A 5 heures 27, le guide naturaliste me réveilla avec le bruit que produisit l’ouverture de la porte. Comme un pompier appelé par la sirène, j’avais préparé mes vêtements. Le pantalon posé sur les chaussures, de manière à tout enfiler d’un coup. Trois minutes plus tard nous sortions de la maison.

Le soleil pointait son orangé dans la nuit bleue. Je l’espérais sauvage. Le guide marchait à un deux mètres devant moi. J’observais tout, de la position de son appareil photo sur son épaule droite à la qualité de ses souliers – les avait-il choisis par hasard ou avec la volonté d’être le plus silencieux possible ? Mystère et pelote de réjection. La paire de baskets de sport que j’avais aux pieds me paraissait faire un bruit ahurissant pour tous les animaux du secteur.

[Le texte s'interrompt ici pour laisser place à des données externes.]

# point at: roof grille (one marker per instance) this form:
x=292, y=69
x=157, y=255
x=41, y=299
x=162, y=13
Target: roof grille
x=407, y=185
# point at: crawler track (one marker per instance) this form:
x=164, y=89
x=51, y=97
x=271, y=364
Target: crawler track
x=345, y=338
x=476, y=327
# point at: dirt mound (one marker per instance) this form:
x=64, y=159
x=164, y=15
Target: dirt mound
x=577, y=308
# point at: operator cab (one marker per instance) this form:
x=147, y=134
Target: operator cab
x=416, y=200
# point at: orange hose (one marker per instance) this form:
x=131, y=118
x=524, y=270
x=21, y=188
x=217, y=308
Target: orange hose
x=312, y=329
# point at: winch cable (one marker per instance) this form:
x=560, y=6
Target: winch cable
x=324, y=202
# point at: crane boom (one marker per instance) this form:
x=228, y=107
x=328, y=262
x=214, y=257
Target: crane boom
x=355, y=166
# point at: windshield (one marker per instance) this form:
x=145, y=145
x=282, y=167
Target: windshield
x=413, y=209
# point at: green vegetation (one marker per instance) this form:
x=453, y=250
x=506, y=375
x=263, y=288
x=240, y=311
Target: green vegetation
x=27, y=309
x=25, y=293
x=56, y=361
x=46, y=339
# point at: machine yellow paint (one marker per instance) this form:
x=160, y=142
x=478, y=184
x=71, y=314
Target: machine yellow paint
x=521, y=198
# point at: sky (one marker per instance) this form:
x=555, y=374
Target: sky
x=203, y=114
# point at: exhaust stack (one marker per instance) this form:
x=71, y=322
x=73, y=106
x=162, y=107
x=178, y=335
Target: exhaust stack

Nous marchâmes ainsi durant quinze minutes. Avant chaque bosquet, je sentais que nous ralentissions, que nous devenions de plus en plus discrets, de plus en plus silencieux. L’espoir permanent de débusquer un quelconque animal dans son milieu naturel. En paix avec ce milieu. Et à chaque bosquet, rien.

Le lieu d’observation se situait au début d’un chemin traversant une grande plaine. La voie tracée par les roues des machines agricoles tranchait en deux la plaine et la divisait en deux cultures. A gauche, le blé récolté formait une zone plane dont le point de fuite disparaissait en une pente ; à droite, les tournesols attendaient le soleil pour s’éveiller. Au fond, partout, il y avait la forêt qui laissait échapper la stridence du cri des buses et le hululement de chouettes.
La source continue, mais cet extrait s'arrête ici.